Is this politics spilling into real life? It almost sounds like Sarah Palin talking about "real Americans" as opposed to elitist urbanites.
The current controversy began with Edmunds.com, Motor Trend, Popular Mechanics and other auto-focused scribes but it has now spread to the august New York Times, which harrumphed the other day that GM's insistence that the car is fully electric is "hard to understand."
What's the fuss all about? It has to do with the small gasoline engine that supposedly exists mostly to extend the Volt's range, so that motorists are not left stranded in the center lane when the battery runs out of juice.
But auto critics who've test-driven the car say that during heavy acceleration, the Volt's gasoline engine kicks in to provide an additional power boost.

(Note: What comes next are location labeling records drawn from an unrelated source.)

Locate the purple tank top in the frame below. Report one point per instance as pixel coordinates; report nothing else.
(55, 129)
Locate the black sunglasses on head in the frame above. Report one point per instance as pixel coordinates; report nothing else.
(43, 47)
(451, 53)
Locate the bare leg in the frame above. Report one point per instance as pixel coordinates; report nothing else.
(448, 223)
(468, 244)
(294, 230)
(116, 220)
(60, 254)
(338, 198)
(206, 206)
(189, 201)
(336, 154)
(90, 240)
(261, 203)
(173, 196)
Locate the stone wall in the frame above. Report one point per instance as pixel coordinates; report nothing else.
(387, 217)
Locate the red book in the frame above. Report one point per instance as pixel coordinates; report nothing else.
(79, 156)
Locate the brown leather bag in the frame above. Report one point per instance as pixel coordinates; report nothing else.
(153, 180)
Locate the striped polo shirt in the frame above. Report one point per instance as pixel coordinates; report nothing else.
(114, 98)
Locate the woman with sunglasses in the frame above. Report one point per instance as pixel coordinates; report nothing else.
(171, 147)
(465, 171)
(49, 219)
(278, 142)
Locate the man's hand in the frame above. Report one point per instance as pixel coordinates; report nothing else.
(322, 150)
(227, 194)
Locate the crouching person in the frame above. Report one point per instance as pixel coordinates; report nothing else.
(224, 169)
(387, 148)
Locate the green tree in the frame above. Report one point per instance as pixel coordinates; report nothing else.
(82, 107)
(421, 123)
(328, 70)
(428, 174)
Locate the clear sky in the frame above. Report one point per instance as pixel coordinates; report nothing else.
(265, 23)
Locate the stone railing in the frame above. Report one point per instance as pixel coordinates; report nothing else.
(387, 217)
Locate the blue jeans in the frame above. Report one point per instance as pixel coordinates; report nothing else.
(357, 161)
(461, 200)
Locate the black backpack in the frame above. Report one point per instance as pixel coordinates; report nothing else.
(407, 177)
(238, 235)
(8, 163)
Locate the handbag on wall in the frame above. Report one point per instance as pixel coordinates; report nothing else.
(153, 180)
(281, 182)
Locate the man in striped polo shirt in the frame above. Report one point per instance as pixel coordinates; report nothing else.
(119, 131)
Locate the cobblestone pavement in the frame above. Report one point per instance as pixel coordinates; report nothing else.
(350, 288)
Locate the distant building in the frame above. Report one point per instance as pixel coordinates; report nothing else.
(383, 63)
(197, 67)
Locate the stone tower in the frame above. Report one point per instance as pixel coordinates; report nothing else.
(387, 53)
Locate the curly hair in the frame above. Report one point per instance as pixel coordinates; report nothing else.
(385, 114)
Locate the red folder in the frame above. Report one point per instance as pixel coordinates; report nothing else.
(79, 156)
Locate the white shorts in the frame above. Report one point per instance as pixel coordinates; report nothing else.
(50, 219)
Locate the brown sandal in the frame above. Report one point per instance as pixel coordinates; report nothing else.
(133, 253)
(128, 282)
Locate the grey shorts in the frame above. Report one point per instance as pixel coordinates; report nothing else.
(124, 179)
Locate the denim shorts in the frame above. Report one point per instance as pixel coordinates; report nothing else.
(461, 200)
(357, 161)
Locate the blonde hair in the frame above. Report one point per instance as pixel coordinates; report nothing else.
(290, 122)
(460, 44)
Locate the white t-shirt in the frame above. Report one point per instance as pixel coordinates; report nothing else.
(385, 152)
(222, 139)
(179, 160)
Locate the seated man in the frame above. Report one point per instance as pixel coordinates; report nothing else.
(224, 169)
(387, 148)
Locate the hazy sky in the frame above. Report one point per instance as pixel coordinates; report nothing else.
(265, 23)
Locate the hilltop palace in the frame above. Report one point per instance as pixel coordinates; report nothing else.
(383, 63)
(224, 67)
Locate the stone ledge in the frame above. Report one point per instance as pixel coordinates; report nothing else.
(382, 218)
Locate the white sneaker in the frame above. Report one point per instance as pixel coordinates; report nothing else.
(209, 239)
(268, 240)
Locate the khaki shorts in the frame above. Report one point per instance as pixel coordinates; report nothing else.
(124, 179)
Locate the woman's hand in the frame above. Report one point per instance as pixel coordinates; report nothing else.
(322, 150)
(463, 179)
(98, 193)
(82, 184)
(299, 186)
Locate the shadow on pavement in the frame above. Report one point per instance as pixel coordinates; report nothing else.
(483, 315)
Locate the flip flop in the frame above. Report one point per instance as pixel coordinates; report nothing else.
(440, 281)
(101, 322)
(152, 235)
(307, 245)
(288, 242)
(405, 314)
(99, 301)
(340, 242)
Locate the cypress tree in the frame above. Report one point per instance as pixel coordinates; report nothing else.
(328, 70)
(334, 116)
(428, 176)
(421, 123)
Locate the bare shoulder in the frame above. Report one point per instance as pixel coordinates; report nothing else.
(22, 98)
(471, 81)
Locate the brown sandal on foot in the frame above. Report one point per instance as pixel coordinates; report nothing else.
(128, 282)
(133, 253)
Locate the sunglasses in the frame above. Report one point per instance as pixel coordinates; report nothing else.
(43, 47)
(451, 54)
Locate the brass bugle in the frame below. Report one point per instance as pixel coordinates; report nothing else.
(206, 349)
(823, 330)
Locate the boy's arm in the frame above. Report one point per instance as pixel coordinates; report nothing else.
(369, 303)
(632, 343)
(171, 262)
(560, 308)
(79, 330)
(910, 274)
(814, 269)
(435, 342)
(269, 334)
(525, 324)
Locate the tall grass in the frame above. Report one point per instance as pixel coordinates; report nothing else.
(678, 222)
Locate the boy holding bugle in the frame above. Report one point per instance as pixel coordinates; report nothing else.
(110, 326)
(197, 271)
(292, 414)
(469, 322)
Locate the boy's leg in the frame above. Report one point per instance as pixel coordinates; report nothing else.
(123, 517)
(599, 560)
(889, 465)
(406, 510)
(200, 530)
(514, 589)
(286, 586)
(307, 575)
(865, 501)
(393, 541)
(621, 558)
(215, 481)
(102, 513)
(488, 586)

GM doesn't deny that but, oddly, insists that it doesn't make any difference, sounding a bit like Bill Clinton insisting he didn't have you-know-what with you-know-who.
"The Chevrolet Volt is not a hybrid," GM said in press materials this week. "It is a one-of-a-kind, all-electrically driven vehicle designed and engineered to operate in all climates."
The company says it simply chose to keep quiet about the gas-boost feature because it is still in the process of applying for a patent on the process.
GM has been saying for the three years that it has been hyping the Volt that it would "always" run on electric power and would average 230 miles per gallon.
Is this just the usual Detroit dust-up that accompanies many new model introductions? Maybe, but some of the critics are being unusually harsh.
Edmunds.com's review of the car carried a headline that said flatly: "GM Lied: Chevy Volt is not a true EV."
In a classic bit of corporatespeak, GM spokesman Nick Richards insists that the Volt "always runs on electricity" and has no mechanical link from the gasoline engine to the wheels. That's true as far as it goes, except that the 1.4 liter gas engine starts up under certain conditions and helps to mechanically turn one of the two electric motors.
Automotive engineering types say that makes it a "parallel hybrid" - since it uses two power sources to keep the wheels turning.
The Prius uses a similar system. It has no direct mechanical linkage between the gas engine and the wheels. The gas engine drives a generator which in turn drives the electric motor.
Do consumers care about any of this? We'll find out in a few weeks when the first Volts hit the showrooms.